Sperm sorting techniques using molecular probes tagged with laser activated dye has been used followed by separation techniques like flow cytometry. But this method can cause considerable damage to the sperm.16
The most successful method of preimplantation diagnosis is biopsy of single cell from embryo at the eight cell stage or blastocyst stage. The eight cell stage embryo have independent cells and a single cell can be removed without damage to the neighboring cells because at this stage, cells do not develop gap junctions and are less adherent. But the drawback of this technique is that the cells are large hence difficult to remove, contamination can occur by sperm or cumulus cells and there is short time for analysis of results since successful implantation depends on early transfer of embryo.16
Blastomere biopsy is performed 5 days following fertilization at the 120 cell stage. It contains mainly trophoblastic cells but the inner cell mass that forms the embryo is clearly demarcated at this stage. The cells are biopsied after mechanical disruption of the zona or after spontaneous hatching. The advantages are that more number of cells are available for analysis and they are well-differentiated. The disadvantage is that there is increased risk of damage to the inner cell mass due to greater adherence of the cells to each other and there is limited incubation time. The trophoectoderm may not always be similar to the fetus in karyotype and biochemical status. The role of pre-implantation diagnosis at present is limited.1624
 
KEY POINTS
  • Prenatal screening procedures are non-invasive methods whereas the diagnostic procedures are usually invasive, except for the detection of fetal DNA and fetal cells which is a noninvasive diagnostic procedure. The ACOG 2007 and ACMG 2007 guidelines recommends screening for all pregnant women.
  • The noninvasive prenatal screening procedures are a combination of maternal serum assays and fetal sonographic evaluation.
  • The first trimester combined screening measures fetal nuchal translucency and maternal serum markers PAPP-A and β hCG and in association with maternal age provides a risk estimate for trisomy 18 and 21.

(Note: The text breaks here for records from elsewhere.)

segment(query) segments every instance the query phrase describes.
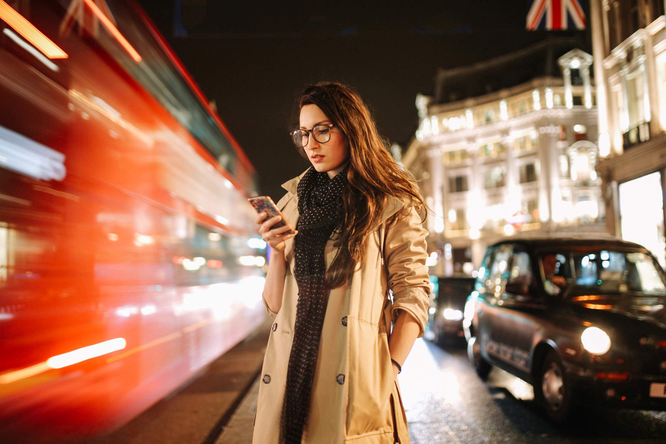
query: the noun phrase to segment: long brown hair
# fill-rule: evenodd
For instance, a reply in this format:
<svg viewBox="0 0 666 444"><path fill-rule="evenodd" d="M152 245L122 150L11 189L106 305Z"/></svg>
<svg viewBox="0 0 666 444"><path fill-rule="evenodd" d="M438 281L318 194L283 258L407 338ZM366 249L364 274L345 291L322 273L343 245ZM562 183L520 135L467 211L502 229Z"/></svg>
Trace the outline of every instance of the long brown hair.
<svg viewBox="0 0 666 444"><path fill-rule="evenodd" d="M349 144L344 221L336 241L338 254L326 270L326 285L335 288L346 283L356 264L365 260L366 242L379 226L389 195L417 207L425 208L426 204L413 179L389 154L388 141L379 135L357 93L338 82L320 82L301 93L299 111L306 105L317 105ZM307 157L303 148L300 151Z"/></svg>

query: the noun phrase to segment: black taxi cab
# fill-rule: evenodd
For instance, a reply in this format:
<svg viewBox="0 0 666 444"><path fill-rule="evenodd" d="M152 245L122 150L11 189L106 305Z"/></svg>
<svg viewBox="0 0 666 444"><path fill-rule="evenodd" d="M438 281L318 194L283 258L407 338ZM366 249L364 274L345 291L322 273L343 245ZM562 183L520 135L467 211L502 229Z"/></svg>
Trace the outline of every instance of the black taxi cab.
<svg viewBox="0 0 666 444"><path fill-rule="evenodd" d="M465 305L477 373L499 367L534 387L555 422L587 401L666 410L666 276L613 238L490 246Z"/></svg>

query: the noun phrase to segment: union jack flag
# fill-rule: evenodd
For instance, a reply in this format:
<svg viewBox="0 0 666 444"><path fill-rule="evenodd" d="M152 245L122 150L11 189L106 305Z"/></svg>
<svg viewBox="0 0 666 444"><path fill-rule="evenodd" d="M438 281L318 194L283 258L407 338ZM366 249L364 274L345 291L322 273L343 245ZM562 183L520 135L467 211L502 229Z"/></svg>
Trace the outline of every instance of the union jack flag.
<svg viewBox="0 0 666 444"><path fill-rule="evenodd" d="M578 0L533 0L525 27L529 31L585 29L585 11Z"/></svg>

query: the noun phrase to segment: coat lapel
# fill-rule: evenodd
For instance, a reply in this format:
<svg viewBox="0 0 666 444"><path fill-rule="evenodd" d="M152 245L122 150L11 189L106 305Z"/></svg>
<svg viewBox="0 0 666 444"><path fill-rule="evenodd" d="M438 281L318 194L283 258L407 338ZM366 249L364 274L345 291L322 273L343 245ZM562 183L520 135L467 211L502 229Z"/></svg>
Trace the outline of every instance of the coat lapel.
<svg viewBox="0 0 666 444"><path fill-rule="evenodd" d="M288 202L288 200L291 198L296 197L296 188L298 186L298 182L300 182L301 178L303 177L303 176L305 174L307 170L304 171L298 177L294 177L293 179L288 180L287 182L285 182L284 184L282 184L282 188L288 192L287 193L287 195L289 196L289 197L285 196L284 198L282 198L282 199L286 198L286 201ZM286 202L285 202L284 204L286 204ZM388 219L390 217L395 214L397 212L400 211L402 208L402 207L404 206L404 205L405 205L404 202L403 202L402 200L397 198L395 198L392 196L389 196L388 200L386 202L386 208L384 208L384 212L382 213L382 217L380 218L380 222L379 222L380 224L381 225L382 224L385 222L387 219ZM280 205L278 204L278 206L279 207ZM296 205L296 210L295 212L296 218L293 220L289 219L289 222L290 222L292 224L293 224L294 226L296 226L296 224L298 222L298 205ZM286 215L285 215L285 216L286 216Z"/></svg>

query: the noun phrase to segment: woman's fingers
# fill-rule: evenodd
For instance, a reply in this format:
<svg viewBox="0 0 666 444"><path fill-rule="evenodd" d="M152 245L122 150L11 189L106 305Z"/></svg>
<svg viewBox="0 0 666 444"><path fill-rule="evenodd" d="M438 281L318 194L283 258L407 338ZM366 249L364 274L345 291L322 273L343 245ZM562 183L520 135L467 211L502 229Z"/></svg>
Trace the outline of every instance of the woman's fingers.
<svg viewBox="0 0 666 444"><path fill-rule="evenodd" d="M282 219L280 216L274 216L270 219L267 219L266 220L264 221L262 223L261 223L260 226L259 226L259 234L263 234L266 232L268 232L268 231L270 230L270 227L273 226L278 222L280 222L280 219Z"/></svg>
<svg viewBox="0 0 666 444"><path fill-rule="evenodd" d="M266 213L259 213L256 215L256 217L254 218L254 223L257 225L261 225L262 222L264 222L264 219L265 219L267 216L268 214Z"/></svg>
<svg viewBox="0 0 666 444"><path fill-rule="evenodd" d="M290 226L289 226L288 225L283 225L281 227L275 228L274 230L270 230L270 231L266 232L266 234L270 237L274 237L276 236L282 236L282 234L289 231L290 230L291 230Z"/></svg>

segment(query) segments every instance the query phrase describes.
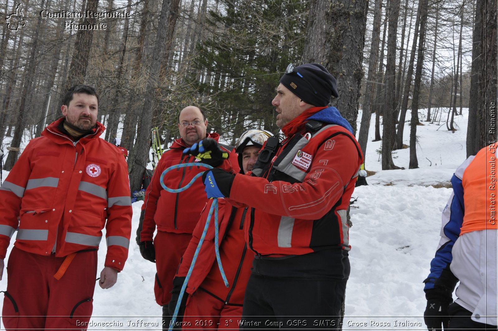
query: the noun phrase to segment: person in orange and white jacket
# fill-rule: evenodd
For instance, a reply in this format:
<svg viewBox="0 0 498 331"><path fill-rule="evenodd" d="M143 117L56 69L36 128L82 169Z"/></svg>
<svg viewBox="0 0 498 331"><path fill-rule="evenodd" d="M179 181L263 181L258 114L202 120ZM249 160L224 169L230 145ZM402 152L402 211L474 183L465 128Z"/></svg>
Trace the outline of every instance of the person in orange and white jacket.
<svg viewBox="0 0 498 331"><path fill-rule="evenodd" d="M100 139L95 89L76 85L64 118L31 140L0 187L0 279L10 237L2 318L7 330L86 329L97 252L99 285L116 282L128 256L131 206L126 162Z"/></svg>
<svg viewBox="0 0 498 331"><path fill-rule="evenodd" d="M252 169L263 144L272 136L256 129L242 134L236 146L241 173ZM172 316L213 201L210 200L204 207L173 280L175 286L168 305ZM214 221L211 220L182 299L179 314L184 316L182 324L191 326L184 326L184 330L235 329L242 316L244 293L254 259L244 240L244 226L249 221L250 213L246 206L232 205L225 199L218 202L220 256L229 286L225 286L216 262Z"/></svg>
<svg viewBox="0 0 498 331"><path fill-rule="evenodd" d="M451 178L441 239L424 281L428 330L497 330L496 148L495 143L469 157Z"/></svg>

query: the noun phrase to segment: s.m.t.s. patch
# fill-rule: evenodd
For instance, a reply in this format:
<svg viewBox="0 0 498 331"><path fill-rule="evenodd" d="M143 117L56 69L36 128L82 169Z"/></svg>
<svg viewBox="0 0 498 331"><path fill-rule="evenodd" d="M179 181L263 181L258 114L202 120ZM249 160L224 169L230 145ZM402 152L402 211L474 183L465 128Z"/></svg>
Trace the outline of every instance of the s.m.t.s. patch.
<svg viewBox="0 0 498 331"><path fill-rule="evenodd" d="M309 168L312 158L313 157L311 154L308 154L299 150L296 154L296 156L294 157L292 164L305 171Z"/></svg>

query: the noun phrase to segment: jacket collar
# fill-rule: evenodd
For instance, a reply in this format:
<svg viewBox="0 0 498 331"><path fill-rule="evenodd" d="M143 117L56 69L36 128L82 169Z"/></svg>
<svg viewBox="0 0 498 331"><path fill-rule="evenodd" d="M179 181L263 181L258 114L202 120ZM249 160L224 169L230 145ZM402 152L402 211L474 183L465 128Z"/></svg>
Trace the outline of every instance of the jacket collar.
<svg viewBox="0 0 498 331"><path fill-rule="evenodd" d="M74 142L73 140L59 129L59 126L65 120L65 118L62 117L52 122L45 128L45 130L41 133L41 135L46 137L58 144L70 143L72 144L74 144ZM92 139L98 138L105 129L106 127L102 123L98 122L96 122L96 128L94 129L94 133L85 136L81 138L78 141L84 142Z"/></svg>

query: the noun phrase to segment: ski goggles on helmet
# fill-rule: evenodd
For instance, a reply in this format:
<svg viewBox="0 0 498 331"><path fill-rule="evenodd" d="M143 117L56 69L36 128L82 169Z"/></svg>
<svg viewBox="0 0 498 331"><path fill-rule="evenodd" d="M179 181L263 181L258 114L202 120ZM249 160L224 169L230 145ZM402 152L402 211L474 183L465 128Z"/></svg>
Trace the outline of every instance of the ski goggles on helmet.
<svg viewBox="0 0 498 331"><path fill-rule="evenodd" d="M244 132L235 145L235 152L240 154L246 147L252 145L262 147L264 142L273 135L266 130L251 129Z"/></svg>

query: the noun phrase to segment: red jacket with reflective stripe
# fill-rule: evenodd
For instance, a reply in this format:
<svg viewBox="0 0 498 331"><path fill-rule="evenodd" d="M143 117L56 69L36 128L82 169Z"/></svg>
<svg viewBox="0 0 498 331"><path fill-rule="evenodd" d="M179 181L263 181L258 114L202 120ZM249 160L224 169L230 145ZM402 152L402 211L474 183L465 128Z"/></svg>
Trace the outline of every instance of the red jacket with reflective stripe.
<svg viewBox="0 0 498 331"><path fill-rule="evenodd" d="M305 123L282 142L272 163L271 182L237 174L232 185L230 199L255 208L246 224L246 240L262 255L351 249L346 211L363 162L361 150L351 133L339 125L319 131L305 145L302 137L290 146L298 134L306 136ZM278 158L289 150L293 152Z"/></svg>
<svg viewBox="0 0 498 331"><path fill-rule="evenodd" d="M99 138L101 124L74 143L58 128L64 120L29 142L0 187L0 258L18 226L16 247L57 257L98 248L105 226L105 265L122 270L131 228L126 161Z"/></svg>
<svg viewBox="0 0 498 331"><path fill-rule="evenodd" d="M218 141L220 135L212 133L208 137ZM183 154L183 150L187 147L182 139L177 139L161 157L145 191L142 205L142 210L145 212L140 230L140 241L151 241L156 226L159 231L175 233L192 233L194 231L202 208L208 201L201 178L196 179L188 189L180 193L168 192L162 188L159 181L161 174L170 166L198 162L194 157ZM226 169L233 168L234 171L239 171L235 151L230 153L230 158L219 167ZM180 188L206 169L201 166L174 169L164 175L163 181L166 187Z"/></svg>
<svg viewBox="0 0 498 331"><path fill-rule="evenodd" d="M212 201L210 200L202 212L192 240L183 254L177 276L187 275ZM213 219L197 256L186 291L192 294L200 287L228 304L242 305L254 259L254 254L248 249L244 242L244 225L249 222L250 209L247 207L232 207L225 199L219 199L218 201L220 256L230 286L227 288L225 286L216 261Z"/></svg>

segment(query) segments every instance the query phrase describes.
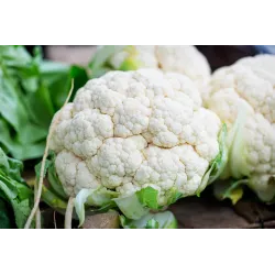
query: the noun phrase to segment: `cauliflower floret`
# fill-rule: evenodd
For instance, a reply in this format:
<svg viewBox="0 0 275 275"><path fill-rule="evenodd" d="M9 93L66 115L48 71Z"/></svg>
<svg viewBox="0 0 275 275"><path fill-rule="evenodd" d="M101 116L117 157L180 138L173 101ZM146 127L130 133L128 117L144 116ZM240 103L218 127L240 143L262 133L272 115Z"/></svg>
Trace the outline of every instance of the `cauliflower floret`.
<svg viewBox="0 0 275 275"><path fill-rule="evenodd" d="M194 195L219 153L219 118L176 73L110 72L64 110L51 148L68 196L102 186L123 197L150 186L165 206L172 188Z"/></svg>
<svg viewBox="0 0 275 275"><path fill-rule="evenodd" d="M206 102L235 131L228 176L248 176L249 186L263 200L275 196L275 186L268 185L275 175L274 72L275 58L268 55L245 57L220 68L212 76ZM245 119L235 130L239 114Z"/></svg>
<svg viewBox="0 0 275 275"><path fill-rule="evenodd" d="M132 58L139 68L161 68L188 76L197 87L204 88L210 80L211 69L207 58L193 45L128 45L110 58L114 69Z"/></svg>

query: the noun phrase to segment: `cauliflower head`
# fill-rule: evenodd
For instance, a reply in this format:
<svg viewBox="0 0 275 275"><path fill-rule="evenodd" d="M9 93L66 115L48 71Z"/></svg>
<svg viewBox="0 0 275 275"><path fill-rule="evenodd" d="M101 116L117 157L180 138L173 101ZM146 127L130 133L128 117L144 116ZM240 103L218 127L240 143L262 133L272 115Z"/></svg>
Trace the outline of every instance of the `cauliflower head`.
<svg viewBox="0 0 275 275"><path fill-rule="evenodd" d="M160 68L188 76L204 91L211 69L207 58L194 45L127 45L108 61L112 69Z"/></svg>
<svg viewBox="0 0 275 275"><path fill-rule="evenodd" d="M275 57L245 57L218 69L207 107L230 130L227 176L248 177L263 201L275 196Z"/></svg>
<svg viewBox="0 0 275 275"><path fill-rule="evenodd" d="M101 188L102 200L84 199L96 206L145 188L166 206L178 194L201 191L209 167L226 157L220 119L201 107L195 84L176 73L109 72L80 88L53 123L51 150L65 193Z"/></svg>

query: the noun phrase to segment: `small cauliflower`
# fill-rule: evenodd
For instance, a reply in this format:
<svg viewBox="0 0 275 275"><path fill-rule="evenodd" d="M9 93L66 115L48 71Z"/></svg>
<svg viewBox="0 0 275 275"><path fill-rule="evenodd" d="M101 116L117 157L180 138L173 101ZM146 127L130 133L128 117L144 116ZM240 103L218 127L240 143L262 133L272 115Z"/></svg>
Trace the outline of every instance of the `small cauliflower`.
<svg viewBox="0 0 275 275"><path fill-rule="evenodd" d="M263 201L275 197L274 73L272 55L242 58L213 74L206 102L231 132L224 177L248 177L248 185Z"/></svg>
<svg viewBox="0 0 275 275"><path fill-rule="evenodd" d="M84 204L112 200L127 218L139 219L144 207L196 195L227 161L221 121L201 107L185 75L109 72L89 80L59 112L51 150L81 222Z"/></svg>
<svg viewBox="0 0 275 275"><path fill-rule="evenodd" d="M110 45L103 47L109 48ZM195 81L201 92L210 80L211 69L208 61L194 45L142 44L117 45L117 48L106 61L111 69L160 68L163 72L184 74Z"/></svg>

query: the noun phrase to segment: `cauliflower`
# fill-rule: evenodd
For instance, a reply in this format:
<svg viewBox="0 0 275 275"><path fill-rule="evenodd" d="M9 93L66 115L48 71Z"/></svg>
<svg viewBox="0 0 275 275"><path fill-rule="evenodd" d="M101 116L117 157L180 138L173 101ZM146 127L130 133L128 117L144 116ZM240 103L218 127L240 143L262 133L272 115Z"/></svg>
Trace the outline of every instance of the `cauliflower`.
<svg viewBox="0 0 275 275"><path fill-rule="evenodd" d="M220 119L201 107L195 84L180 74L109 72L59 112L51 150L80 220L84 204L110 200L138 219L144 206L160 209L199 194L227 161Z"/></svg>
<svg viewBox="0 0 275 275"><path fill-rule="evenodd" d="M230 130L224 178L248 177L263 201L275 196L275 57L245 57L218 69L207 107Z"/></svg>
<svg viewBox="0 0 275 275"><path fill-rule="evenodd" d="M208 61L193 45L117 46L118 50L107 59L112 69L160 68L163 72L179 73L195 81L201 91L210 80L211 70Z"/></svg>

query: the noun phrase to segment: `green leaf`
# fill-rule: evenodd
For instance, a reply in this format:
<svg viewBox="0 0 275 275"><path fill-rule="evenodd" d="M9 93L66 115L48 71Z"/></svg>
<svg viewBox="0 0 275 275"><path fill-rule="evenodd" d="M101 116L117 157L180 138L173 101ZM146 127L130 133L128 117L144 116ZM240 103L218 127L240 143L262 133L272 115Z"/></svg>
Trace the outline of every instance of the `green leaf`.
<svg viewBox="0 0 275 275"><path fill-rule="evenodd" d="M63 199L67 199L68 196L65 194L62 183L56 174L54 161L51 162L48 169L47 169L47 179L52 189Z"/></svg>
<svg viewBox="0 0 275 275"><path fill-rule="evenodd" d="M216 179L218 179L226 169L228 163L227 124L223 124L220 130L219 146L220 146L219 154L212 161L208 170L202 177L201 184L197 190L198 196L207 187L207 185L210 185Z"/></svg>
<svg viewBox="0 0 275 275"><path fill-rule="evenodd" d="M23 228L33 205L33 191L21 177L22 163L0 147L0 197L13 209L18 228Z"/></svg>
<svg viewBox="0 0 275 275"><path fill-rule="evenodd" d="M72 78L75 95L88 80L85 68L45 61L41 47L32 56L22 45L0 45L0 145L7 153L23 161L43 155Z"/></svg>
<svg viewBox="0 0 275 275"><path fill-rule="evenodd" d="M140 202L150 209L158 209L158 191L152 187L146 187L136 193Z"/></svg>
<svg viewBox="0 0 275 275"><path fill-rule="evenodd" d="M8 208L8 204L0 196L0 229L11 229L13 213Z"/></svg>
<svg viewBox="0 0 275 275"><path fill-rule="evenodd" d="M118 197L118 193L108 190L105 187L99 187L98 189L81 189L77 194L75 200L75 209L79 219L79 227L81 227L85 221L86 204L92 207L109 208L111 200L116 197Z"/></svg>
<svg viewBox="0 0 275 275"><path fill-rule="evenodd" d="M167 206L175 204L178 199L183 198L183 194L176 188L172 188L166 193Z"/></svg>
<svg viewBox="0 0 275 275"><path fill-rule="evenodd" d="M56 211L65 213L67 208L67 201L64 201L62 198L59 198L56 194L51 191L44 185L42 188L42 200Z"/></svg>
<svg viewBox="0 0 275 275"><path fill-rule="evenodd" d="M139 220L148 212L148 209L141 204L136 194L113 200L128 219Z"/></svg>
<svg viewBox="0 0 275 275"><path fill-rule="evenodd" d="M1 64L1 59L0 59ZM3 65L2 65L3 66ZM0 66L0 114L16 132L28 122L26 110L20 100L13 80L3 73Z"/></svg>
<svg viewBox="0 0 275 275"><path fill-rule="evenodd" d="M170 211L147 213L139 220L130 220L120 216L120 222L124 229L176 229L177 220Z"/></svg>

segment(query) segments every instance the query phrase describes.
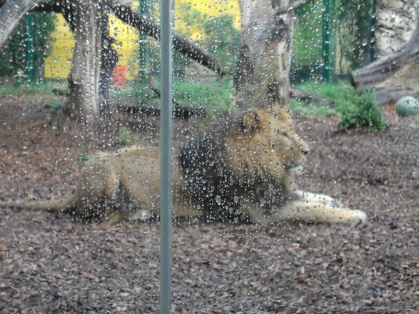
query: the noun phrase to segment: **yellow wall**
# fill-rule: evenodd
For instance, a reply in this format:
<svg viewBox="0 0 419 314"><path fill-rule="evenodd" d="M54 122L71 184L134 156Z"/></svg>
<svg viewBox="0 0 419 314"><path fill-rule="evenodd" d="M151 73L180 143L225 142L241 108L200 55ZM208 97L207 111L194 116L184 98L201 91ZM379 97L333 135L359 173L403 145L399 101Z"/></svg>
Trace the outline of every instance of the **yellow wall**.
<svg viewBox="0 0 419 314"><path fill-rule="evenodd" d="M138 1L133 2L133 7L138 7ZM176 0L175 7L175 31L188 34L192 38L202 38L202 29L200 25L189 27L182 21L185 8L199 11L208 18L228 14L234 16L237 28L240 24L238 0ZM186 12L187 13L187 12ZM119 54L118 65L127 66L127 80L136 79L138 76L138 51L140 33L134 28L122 21L110 16L110 34L115 38L115 48ZM55 40L51 43L51 52L45 60L45 77L66 78L71 67L72 51L74 40L71 31L62 14L58 14L56 29L52 34Z"/></svg>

  • The second trimester screening traditionally called the triple screening measures maternal serum alfa-fetoprotein, hCG, and unconjugated estriol and predicts relative risk of trisomy 18 and 21 in relation to the maternal age. Quadruple screening incorporates serum inhibin A levels in addition to the above three serum markers and has a better detection rate than triple screening.
  • Combined first and second trimester screening has higher detection rate than individual screening. A positive result has to be confirmed by a diagnostic invasive procedure. If a pregnant woman presents early in pregnancy for antenatal care, that is before 14 weeks of gestation than integrated or sequential or contingent screening should be offered while if she presents after 14 weeks than a second trimester screening procedures should be recommended.
  • Detection of fetal cells or DNA in maternal circulation can revolutionize the noninvasive methods of prenatal diagnosis but is still in the infancy stage.
  • Invasive methods of prenatal diagnosis like chorionic villus sampling, amniocentesis, percutaneous umbilical blood sampling, etc. provide embryonic or extraembryonic tissue for chromosomal, genetic, or biochemical analysis. The techniques used for analysis of fetal material are PCR, FISH, aCGH or karyotyping of cultured fetal cells. Mutation study on DNA and biochemical analysis is also possible. While rapid aneuploidy tests like FISH and QF-PCR provide an early report, they have higher rate of false-positive and negative results. Traditional karyotyping gives more accurate results.
  • Preimplantation diagnosis is an invasive method of diagnosis of fetal disease before the formal establishment of pregnancy. Hence it offers a choice to differentiate the healthy embryos from unhealthy ones and pick up the healthy embryos for embryo transfer.